Karikó, too, knows that a lack of name recognition was a hindrance for her.

"I was nobody," she says. "I was not a famous speaker. So many immigrant scientists are like that. Every time when I get an award, I am thinking about them. Why I didn't stop researching is because I did not crave recognition."

None of these setbacks dulled her interest in mRNA or embittered her about the scientific community, she says. 

"You don't have to hold a grudge against somebody, because it poisons you and the other person won't even remember," she says. 

Instead, she chooses to focus on the scientists who did see potential in her work, such as Weissman. When she ran into him at a photocopier shortly after his arrival at UPenn in 1997, he told her he wanted to make an HIV vaccine. She said she could do that.

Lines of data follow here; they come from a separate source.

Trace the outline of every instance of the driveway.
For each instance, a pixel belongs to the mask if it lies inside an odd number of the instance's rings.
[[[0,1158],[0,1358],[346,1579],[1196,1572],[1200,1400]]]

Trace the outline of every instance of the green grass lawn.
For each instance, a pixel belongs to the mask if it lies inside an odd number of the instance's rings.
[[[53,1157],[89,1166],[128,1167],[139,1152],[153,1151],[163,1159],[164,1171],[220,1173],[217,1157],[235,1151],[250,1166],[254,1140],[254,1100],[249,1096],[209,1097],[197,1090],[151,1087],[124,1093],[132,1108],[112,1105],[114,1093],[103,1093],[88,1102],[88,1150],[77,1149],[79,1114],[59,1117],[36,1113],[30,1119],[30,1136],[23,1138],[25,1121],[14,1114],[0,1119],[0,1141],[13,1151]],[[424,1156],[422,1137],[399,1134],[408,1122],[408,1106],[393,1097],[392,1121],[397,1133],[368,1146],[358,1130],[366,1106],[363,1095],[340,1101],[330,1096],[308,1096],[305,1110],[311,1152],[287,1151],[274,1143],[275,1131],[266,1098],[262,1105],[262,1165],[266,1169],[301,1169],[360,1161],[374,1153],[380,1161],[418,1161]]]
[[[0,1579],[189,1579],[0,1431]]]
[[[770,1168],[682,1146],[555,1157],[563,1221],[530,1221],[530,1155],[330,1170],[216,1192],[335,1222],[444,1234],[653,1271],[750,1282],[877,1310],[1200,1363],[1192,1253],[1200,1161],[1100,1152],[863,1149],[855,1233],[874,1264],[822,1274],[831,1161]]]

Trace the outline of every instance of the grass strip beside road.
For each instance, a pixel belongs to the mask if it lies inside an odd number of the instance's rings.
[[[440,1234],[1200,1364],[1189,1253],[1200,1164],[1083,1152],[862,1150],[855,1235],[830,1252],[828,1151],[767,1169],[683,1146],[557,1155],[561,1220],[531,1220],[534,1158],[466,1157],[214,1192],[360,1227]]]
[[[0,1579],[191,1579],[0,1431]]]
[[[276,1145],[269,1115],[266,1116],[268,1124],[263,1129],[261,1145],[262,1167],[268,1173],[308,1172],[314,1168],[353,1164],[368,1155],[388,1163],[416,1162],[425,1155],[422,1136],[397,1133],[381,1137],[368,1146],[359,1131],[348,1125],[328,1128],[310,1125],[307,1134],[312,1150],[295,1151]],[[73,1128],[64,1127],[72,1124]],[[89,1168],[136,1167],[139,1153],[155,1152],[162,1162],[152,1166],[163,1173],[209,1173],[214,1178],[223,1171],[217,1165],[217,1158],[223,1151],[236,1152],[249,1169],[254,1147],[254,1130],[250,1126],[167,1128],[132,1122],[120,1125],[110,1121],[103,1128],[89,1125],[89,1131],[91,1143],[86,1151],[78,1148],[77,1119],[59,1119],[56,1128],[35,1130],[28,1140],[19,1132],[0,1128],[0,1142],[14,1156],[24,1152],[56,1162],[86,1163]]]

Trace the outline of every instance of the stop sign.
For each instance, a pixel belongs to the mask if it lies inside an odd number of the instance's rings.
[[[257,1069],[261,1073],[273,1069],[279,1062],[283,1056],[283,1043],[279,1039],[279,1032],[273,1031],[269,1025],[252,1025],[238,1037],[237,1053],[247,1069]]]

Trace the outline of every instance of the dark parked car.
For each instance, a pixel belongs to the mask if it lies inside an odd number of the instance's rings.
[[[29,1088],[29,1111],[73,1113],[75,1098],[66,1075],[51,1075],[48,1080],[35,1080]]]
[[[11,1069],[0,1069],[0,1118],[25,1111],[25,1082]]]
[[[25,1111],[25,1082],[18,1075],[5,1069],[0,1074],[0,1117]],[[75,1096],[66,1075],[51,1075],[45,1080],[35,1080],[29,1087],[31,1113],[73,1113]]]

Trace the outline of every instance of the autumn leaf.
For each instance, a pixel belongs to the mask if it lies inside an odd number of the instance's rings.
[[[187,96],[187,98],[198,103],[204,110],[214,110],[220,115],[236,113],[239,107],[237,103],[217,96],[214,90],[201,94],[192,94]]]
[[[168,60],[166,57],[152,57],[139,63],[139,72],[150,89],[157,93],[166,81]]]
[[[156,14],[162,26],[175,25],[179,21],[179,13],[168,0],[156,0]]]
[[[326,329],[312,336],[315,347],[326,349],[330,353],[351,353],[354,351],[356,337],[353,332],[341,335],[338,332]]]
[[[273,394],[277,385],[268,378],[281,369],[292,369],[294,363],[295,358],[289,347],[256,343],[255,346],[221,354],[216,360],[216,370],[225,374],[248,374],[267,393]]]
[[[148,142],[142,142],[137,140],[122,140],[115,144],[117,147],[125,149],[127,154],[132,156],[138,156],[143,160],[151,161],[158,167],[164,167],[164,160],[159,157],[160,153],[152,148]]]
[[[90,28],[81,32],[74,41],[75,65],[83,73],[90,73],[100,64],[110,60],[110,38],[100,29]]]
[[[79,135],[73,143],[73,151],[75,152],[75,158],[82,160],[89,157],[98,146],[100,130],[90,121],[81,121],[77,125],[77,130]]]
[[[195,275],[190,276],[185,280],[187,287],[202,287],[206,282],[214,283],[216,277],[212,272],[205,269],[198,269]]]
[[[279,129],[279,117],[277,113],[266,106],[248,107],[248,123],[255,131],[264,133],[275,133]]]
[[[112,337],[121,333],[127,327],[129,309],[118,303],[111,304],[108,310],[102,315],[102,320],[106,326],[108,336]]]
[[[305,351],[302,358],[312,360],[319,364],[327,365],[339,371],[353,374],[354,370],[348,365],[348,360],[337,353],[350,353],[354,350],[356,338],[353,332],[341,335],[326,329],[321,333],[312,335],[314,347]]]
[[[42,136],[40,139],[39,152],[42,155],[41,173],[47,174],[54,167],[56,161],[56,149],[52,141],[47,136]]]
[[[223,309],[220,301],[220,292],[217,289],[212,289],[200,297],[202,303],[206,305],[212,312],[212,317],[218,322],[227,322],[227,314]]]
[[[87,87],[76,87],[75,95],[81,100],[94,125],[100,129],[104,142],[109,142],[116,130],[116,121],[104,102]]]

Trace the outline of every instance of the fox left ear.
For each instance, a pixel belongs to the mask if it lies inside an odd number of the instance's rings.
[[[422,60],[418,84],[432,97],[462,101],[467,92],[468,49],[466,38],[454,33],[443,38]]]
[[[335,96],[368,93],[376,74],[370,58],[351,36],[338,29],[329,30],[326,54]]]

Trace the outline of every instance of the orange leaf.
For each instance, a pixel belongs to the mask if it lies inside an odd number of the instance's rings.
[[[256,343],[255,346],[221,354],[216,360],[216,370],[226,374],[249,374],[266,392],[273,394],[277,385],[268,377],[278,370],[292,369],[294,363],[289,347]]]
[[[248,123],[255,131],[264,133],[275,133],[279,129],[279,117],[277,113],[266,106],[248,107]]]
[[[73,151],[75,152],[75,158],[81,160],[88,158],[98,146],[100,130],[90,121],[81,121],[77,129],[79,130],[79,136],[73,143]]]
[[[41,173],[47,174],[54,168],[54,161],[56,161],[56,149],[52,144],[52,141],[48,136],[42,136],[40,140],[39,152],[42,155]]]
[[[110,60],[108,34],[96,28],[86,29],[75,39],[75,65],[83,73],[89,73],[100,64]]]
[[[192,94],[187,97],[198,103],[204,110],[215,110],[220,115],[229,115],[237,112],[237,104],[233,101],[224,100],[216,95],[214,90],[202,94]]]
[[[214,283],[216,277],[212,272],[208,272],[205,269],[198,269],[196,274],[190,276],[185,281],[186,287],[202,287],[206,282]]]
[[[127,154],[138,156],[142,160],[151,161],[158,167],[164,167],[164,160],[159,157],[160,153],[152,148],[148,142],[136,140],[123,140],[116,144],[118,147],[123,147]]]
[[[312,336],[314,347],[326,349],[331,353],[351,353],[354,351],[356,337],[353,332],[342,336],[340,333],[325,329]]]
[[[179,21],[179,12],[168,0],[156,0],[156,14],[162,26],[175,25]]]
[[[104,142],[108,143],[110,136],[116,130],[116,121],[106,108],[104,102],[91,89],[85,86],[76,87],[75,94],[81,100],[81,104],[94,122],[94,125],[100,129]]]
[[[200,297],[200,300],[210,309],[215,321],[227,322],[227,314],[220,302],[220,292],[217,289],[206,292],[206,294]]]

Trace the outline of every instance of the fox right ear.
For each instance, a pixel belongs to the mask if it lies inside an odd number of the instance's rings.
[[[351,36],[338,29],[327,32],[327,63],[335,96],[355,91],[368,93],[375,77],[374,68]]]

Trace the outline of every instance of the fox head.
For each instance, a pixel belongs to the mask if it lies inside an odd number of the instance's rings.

Their paper on how mRNA might be used to deliver new instructions to diseased cells was published in 2005 and met with no fanfare. In 2008, an assistant professor at Harvard Medical School stumbled across it and elaborated on it to publish his own research in 2010, crediting both Karikó and Weissman.

In 2013, Karikó joined BioNTech, which was later tasked with designing the Covid-19 vaccine.

'I felt successful when others considered me unsuccessful'

Karikó's career seems like an exercise in rejection. What kept her going, she says, wasn't that she felt like her long hours would eventually pay off with worldwide recognition, but that she didn't care if they did. There was constant progress, she says, even if it wasn't noticed or celebrated. 

"I felt successful when others considered me unsuccessful because I was in full control of what I was doing," she says. 

When she talks to younger generations, she emphasizes that they should just focus on the work. If you learn something new, that's a win. 

"Young ones are always comparing themselves to each other," she says. "Like, 'Oh, he works less and is advancing more and getting more money.' It is such a distraction. There will always be somebody who is the favorite. If I would have paid attention to the fact that I'm there on Saturday and Sunday and these people are not there and they get money and get the grants and they are promoted and they are not knowing so many things, then I wouldn't be here."  

She credits her ability to handle adversity to Hans Selye, a Hungarian endocrinologist who pioneered stress research. She read his work when she was 16. 

"He said you have to learn how to make negative stress into positive stress," she says. 

In other words, you need to see things that challenge you as motivating, not debilitating. 

After her Nobel Prize win, she says, an old colleague from Hungary reached out to congratulate her. She says he told her: "Kati, congrats — and be careful. If all of these difficulties couldn't deter you to go straight and do research, let's hope that all this recognition won't do that."